Reshuffles rarely go as planned. Jeremy Corbyn already knows that - his team's first few days in the leader's office were marked by the fallout from a chaotic 24 hours as they struggled to put the shadow cabinet together.
So after a frenetic fortnight of speculation of a "revenge reshuffle" where the leader was alleged to be planning to kick out those who disagreed with him over bombing Syria, what are the prospects of a smoother start to the new parliamentary term?
The leader's team is starting to work the phones this afternoon to put together his new team.
Parliament feels pretty deserted as MPs haven't yet returned from their Christmas break but what can be tortuous conversations are getting under way, with the possibility that the new look team will be announced on Tuesday.
But if Mr Corbyn moves to sack those who have publicly disagreed with him, there's a danger it appears that he's given up on his much vaunted "new politics" - disagreement was meant to be allowed, discussions encouraged in the more grown-up discourse that he promised.
Don't forget, Jeremy Corbyn built his own career by being a serial rebel, voting against his party leader again and again and again.
For him to call for message discipline from the outset might have seemed ludicrous. And given the lack of support he had among Labour MPs, he was determined to try to build a team from all parts of the party to give him credibility in Westminster.

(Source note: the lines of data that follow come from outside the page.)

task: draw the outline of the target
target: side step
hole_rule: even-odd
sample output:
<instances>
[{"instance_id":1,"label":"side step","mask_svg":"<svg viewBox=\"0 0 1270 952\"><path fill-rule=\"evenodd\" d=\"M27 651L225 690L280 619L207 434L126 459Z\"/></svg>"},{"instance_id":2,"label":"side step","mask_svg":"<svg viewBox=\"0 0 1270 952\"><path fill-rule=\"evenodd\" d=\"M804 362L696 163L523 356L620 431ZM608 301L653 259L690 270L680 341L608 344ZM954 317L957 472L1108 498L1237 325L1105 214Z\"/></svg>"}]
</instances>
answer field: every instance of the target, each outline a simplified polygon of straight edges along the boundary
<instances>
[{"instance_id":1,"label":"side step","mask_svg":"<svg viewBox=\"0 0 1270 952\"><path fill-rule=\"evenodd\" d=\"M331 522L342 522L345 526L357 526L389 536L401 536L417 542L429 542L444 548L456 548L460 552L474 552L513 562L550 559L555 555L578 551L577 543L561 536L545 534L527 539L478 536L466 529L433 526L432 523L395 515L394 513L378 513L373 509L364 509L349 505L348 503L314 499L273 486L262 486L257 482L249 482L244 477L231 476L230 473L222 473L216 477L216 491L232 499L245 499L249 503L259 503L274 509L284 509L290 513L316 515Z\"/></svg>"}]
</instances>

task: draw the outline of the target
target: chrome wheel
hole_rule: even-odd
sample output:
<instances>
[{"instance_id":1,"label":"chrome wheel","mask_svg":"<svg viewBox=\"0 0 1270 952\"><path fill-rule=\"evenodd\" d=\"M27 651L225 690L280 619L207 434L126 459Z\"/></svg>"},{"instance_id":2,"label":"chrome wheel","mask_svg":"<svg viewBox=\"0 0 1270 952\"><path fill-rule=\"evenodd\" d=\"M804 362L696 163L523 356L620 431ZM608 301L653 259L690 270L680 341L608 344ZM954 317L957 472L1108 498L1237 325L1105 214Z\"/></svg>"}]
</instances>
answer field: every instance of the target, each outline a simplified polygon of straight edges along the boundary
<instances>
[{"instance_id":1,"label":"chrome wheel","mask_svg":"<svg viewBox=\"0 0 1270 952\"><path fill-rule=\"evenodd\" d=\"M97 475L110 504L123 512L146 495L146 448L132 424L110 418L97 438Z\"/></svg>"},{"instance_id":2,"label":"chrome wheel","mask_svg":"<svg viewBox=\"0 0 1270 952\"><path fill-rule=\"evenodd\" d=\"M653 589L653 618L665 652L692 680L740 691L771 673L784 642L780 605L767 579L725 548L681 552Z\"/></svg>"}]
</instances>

So now, just four months on, if he embarks on dramatic changes, sacks those who have publicly disagreed with him, like the shadow foreign secretary Hilary Benn, there's a danger it looks like when his own authority is challenged he just can't take it.
But it's likely, in fact, that the next 24 hours will see fewer of the shadow cabinet shoved out, and more just shuffled around.
Do expect new occupants of the posts of shadow Foreign Secretary and shadow Defence Secretary - in those two areas the tensions over nuclear weapons and military action have proved too much of an embarrassment for Mr Corbyn.
But don't expect a dramatic purge of the shadow cabinet, and any moderates shipped out. Jeremy Corbyn does still want to show he is committed to including a range of views around his top table, and it seems he is not planning for pyrotechnics. But then again, reshuffles rarely go according to plan.